Scenario: You have a large csv file (several hundred meg or more) representing username to computer name mappings.  The data contains a lot of duplicates as it represents activity over a period of time.  The data is already sorted by time, so how do you get the most recent activity per computer while ignoring the rest?

Pipeline method with commandlets:

import-csv .\data.csv| select -Unique computername|ConvertTo-Csv -NoTypeInformation
 |out-file .\filtered-data.csv

This ran for hours, hit several hundred MB of ram usage and eventually had to be cancelled as it was taking too long.  Unfortunately for the unique filtering on select, it had to do csv conversions to get the attribute that I wanted to filter on.

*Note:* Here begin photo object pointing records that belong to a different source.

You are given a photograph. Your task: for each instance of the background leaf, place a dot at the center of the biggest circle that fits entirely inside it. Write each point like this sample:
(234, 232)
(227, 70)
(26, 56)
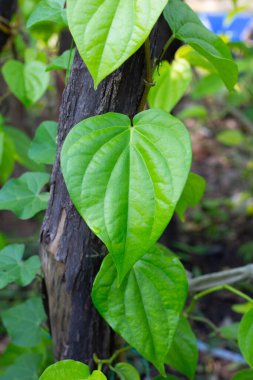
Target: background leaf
(22, 196)
(151, 296)
(108, 33)
(129, 180)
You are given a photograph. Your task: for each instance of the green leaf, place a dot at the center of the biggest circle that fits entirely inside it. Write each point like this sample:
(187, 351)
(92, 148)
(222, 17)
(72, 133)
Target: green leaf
(245, 337)
(172, 82)
(126, 371)
(108, 33)
(63, 62)
(43, 147)
(187, 27)
(183, 353)
(7, 156)
(22, 196)
(22, 143)
(245, 374)
(14, 269)
(66, 370)
(151, 296)
(192, 194)
(48, 11)
(231, 137)
(125, 181)
(28, 81)
(24, 368)
(23, 322)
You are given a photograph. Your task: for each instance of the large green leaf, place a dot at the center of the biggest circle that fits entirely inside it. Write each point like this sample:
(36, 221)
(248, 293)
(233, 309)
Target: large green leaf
(24, 368)
(66, 370)
(187, 27)
(14, 269)
(22, 143)
(107, 33)
(23, 322)
(22, 196)
(183, 353)
(193, 192)
(245, 337)
(150, 297)
(43, 146)
(28, 81)
(48, 11)
(125, 180)
(171, 83)
(126, 371)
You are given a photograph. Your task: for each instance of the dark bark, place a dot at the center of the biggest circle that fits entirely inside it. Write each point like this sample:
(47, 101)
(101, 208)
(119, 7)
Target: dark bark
(71, 255)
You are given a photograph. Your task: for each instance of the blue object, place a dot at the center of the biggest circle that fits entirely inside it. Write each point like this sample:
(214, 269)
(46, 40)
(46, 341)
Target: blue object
(239, 29)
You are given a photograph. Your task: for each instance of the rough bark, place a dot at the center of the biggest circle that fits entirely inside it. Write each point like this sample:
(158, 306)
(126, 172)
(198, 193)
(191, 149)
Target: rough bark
(71, 255)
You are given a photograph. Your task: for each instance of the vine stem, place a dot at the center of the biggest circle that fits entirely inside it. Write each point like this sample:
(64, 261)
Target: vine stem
(229, 288)
(101, 362)
(149, 76)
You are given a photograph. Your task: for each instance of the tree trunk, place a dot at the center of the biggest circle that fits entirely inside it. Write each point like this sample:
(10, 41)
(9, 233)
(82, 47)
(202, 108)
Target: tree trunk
(71, 255)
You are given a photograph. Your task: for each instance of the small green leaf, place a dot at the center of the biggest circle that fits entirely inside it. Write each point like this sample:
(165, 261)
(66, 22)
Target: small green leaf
(28, 81)
(125, 181)
(24, 368)
(14, 269)
(231, 137)
(48, 11)
(192, 194)
(187, 27)
(183, 353)
(126, 371)
(63, 62)
(66, 370)
(43, 147)
(22, 196)
(152, 295)
(171, 82)
(23, 322)
(245, 337)
(108, 33)
(245, 374)
(22, 143)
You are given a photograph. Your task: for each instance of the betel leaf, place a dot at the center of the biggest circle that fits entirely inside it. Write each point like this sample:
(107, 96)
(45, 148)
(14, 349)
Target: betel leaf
(187, 27)
(245, 337)
(24, 368)
(23, 322)
(66, 370)
(23, 197)
(48, 11)
(192, 194)
(14, 269)
(245, 374)
(108, 33)
(28, 81)
(126, 371)
(151, 295)
(22, 143)
(43, 146)
(183, 353)
(125, 180)
(63, 62)
(172, 82)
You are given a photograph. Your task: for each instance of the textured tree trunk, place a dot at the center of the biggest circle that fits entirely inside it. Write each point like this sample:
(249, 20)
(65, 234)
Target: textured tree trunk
(71, 255)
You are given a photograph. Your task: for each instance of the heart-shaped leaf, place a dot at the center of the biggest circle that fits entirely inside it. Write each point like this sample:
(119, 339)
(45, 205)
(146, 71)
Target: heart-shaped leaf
(151, 296)
(186, 26)
(66, 370)
(125, 180)
(171, 83)
(107, 33)
(28, 81)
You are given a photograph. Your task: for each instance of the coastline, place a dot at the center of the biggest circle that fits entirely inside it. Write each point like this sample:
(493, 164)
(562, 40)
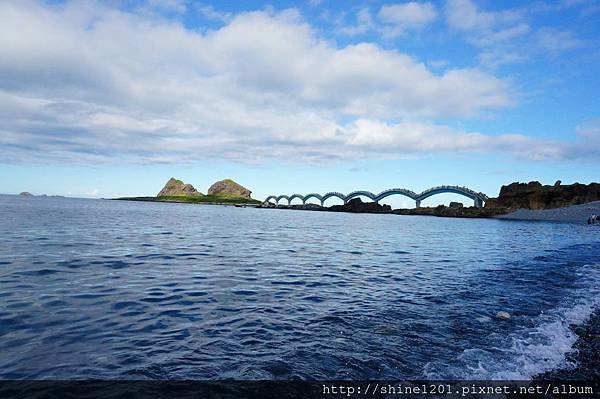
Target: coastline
(569, 214)
(203, 200)
(585, 358)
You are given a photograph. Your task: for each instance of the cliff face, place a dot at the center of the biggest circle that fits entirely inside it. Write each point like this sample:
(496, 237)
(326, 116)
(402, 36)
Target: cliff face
(229, 188)
(535, 196)
(356, 205)
(176, 187)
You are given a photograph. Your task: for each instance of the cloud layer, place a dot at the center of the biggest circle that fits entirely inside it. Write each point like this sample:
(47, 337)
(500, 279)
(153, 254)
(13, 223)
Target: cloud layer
(84, 82)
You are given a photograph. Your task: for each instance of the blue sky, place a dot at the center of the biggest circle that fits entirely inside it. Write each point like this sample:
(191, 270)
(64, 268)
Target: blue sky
(111, 98)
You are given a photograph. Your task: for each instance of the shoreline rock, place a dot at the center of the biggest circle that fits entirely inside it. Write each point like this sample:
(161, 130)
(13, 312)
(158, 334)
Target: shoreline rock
(585, 357)
(535, 196)
(229, 188)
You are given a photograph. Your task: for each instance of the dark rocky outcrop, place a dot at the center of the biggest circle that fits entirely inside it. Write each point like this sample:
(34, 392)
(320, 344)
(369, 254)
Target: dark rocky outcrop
(176, 188)
(586, 356)
(229, 188)
(535, 196)
(356, 205)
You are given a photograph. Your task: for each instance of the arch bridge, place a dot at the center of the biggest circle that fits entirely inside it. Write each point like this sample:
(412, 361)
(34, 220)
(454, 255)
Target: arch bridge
(478, 198)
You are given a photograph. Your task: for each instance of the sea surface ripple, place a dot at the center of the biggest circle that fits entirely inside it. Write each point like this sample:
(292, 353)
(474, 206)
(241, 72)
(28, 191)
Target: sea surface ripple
(130, 290)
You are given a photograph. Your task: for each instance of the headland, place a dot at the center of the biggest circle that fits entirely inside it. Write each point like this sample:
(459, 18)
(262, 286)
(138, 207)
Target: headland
(223, 192)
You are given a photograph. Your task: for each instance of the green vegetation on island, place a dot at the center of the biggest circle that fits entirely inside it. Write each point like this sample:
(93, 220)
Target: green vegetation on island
(222, 192)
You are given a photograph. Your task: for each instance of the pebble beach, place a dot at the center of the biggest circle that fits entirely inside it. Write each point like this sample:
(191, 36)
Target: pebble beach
(570, 214)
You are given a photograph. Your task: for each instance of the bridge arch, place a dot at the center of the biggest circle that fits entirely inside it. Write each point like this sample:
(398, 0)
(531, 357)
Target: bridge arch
(333, 194)
(293, 196)
(355, 194)
(271, 197)
(312, 195)
(283, 197)
(478, 198)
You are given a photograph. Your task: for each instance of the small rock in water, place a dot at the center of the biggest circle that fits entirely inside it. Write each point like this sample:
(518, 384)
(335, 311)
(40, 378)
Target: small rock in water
(503, 315)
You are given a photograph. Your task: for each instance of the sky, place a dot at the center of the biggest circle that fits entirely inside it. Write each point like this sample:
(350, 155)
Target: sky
(111, 98)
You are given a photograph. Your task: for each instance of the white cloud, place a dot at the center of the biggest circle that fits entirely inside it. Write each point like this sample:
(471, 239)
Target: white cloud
(409, 15)
(364, 23)
(556, 41)
(83, 82)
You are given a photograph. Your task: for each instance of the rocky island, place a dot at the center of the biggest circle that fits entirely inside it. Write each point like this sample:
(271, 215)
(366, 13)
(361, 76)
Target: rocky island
(222, 192)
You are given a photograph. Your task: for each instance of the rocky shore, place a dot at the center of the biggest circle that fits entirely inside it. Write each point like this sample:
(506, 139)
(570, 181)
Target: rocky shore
(572, 203)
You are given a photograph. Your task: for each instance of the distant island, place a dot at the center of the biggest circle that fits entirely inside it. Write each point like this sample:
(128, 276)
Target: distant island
(526, 201)
(222, 192)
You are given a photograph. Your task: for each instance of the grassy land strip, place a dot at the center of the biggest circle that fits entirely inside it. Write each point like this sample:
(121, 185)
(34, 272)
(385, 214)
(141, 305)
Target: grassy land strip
(204, 199)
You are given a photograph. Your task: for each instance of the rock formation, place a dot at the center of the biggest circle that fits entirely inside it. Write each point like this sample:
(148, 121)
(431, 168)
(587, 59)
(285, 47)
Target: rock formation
(356, 205)
(176, 187)
(229, 188)
(535, 196)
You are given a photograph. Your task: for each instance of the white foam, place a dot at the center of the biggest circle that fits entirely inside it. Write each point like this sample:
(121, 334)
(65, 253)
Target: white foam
(532, 351)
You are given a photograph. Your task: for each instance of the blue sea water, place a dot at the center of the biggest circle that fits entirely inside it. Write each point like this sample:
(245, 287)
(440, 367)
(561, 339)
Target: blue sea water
(133, 290)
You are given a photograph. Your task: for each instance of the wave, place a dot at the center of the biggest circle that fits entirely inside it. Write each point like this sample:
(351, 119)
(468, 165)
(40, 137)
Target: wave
(536, 347)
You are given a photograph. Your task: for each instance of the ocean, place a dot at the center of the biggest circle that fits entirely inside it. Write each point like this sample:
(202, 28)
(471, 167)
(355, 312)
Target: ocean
(136, 290)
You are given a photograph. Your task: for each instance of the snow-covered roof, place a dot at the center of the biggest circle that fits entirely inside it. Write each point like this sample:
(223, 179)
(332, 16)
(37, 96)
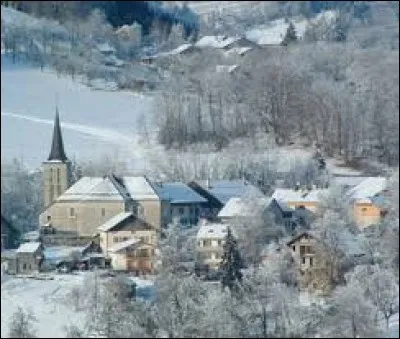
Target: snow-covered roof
(367, 188)
(216, 41)
(243, 207)
(223, 190)
(29, 247)
(124, 244)
(140, 188)
(178, 193)
(106, 48)
(92, 188)
(114, 221)
(180, 49)
(106, 188)
(225, 68)
(348, 180)
(291, 195)
(215, 231)
(238, 50)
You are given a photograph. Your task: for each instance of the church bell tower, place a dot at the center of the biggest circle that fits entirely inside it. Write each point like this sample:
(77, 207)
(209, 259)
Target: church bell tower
(57, 168)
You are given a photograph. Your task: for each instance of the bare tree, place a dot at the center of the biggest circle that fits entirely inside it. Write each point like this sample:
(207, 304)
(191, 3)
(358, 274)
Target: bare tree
(21, 325)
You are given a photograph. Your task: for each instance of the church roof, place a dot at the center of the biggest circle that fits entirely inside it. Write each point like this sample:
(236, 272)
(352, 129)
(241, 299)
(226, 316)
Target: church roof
(57, 147)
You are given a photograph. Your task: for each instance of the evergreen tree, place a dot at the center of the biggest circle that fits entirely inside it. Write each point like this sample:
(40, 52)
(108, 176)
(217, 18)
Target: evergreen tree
(290, 36)
(231, 263)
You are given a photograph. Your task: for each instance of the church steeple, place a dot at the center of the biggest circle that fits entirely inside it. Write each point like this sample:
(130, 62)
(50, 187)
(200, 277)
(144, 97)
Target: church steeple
(57, 168)
(57, 147)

Hackish method with hash table:

$ht = new-object hashtable

function selective-add {
 [CmdletBinding()]
   param ( [Parameter(Mandatory=$True,ValueFromPipeline=$True)]$line )
   begin {}
   process {
     $data = $line.split(',')
     if ($ht.contains($data[1])) {} else {
       $ht.add($data[1],$data[0])
     }
   }
}

get-content .\data.csv | selective-add
$ht.keys | % { add-content -path filtered-data.csv -value $("{0},{1}" -f $_, $ht.Item($_)) }

This only took about 15 minutes, however it sucked up twice as much ram as the previous method in a very short period of time.